At once an unassuming powerhouse and a Taurus who craves creature comforts, Runner has modest dreams that mirror his values. When I ask what’s on his horizon, the answer is more of the same impactful, slow-building change that has defined his life in the South. His biggest aspiration is organizing a climbing festival for queer and trans folks in the Red. “It’s kind of astounding that we don’t have anything here, or that people aren’t making an effort to come and develop stuff here like that,” he says.

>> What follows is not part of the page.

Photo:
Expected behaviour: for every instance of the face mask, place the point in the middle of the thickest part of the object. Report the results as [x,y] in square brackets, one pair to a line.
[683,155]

Currently, he is working through Queer Climbers Connect to help more LGBTQ+ people find each other in places as far ranging as Smith Rock in Oregon to the Adirondacks, but building a well-resourced community of queer and trans climbers below the Mason-Dixon is still a work in progress. “In the South, people leave because they have to, or they’re driven out, or there’s better opportunity or safer opportunity somewhere else,” he says. Compared to the Northeast and West Coast, Runner says, his region is “very far behind,” especially when it comes to offering the kind of affinity programming that helps introduce LGBTQ+ climbers to the sport.
But talking with Runner about this disparity doesn’t make me feel despondent so much as it feels like taking a deep breath, re-grounding myself, and considering how I can keep working to improve my own spaces. Runner sees climbing as a multi-faceted tool — something that can take an individual to great heights, but more importantly a method of building sustainable environments where people feel welcome. “For me, it’s always about celebrating queer and trans pride,” he says, “because those are the communities that I feel closest to.”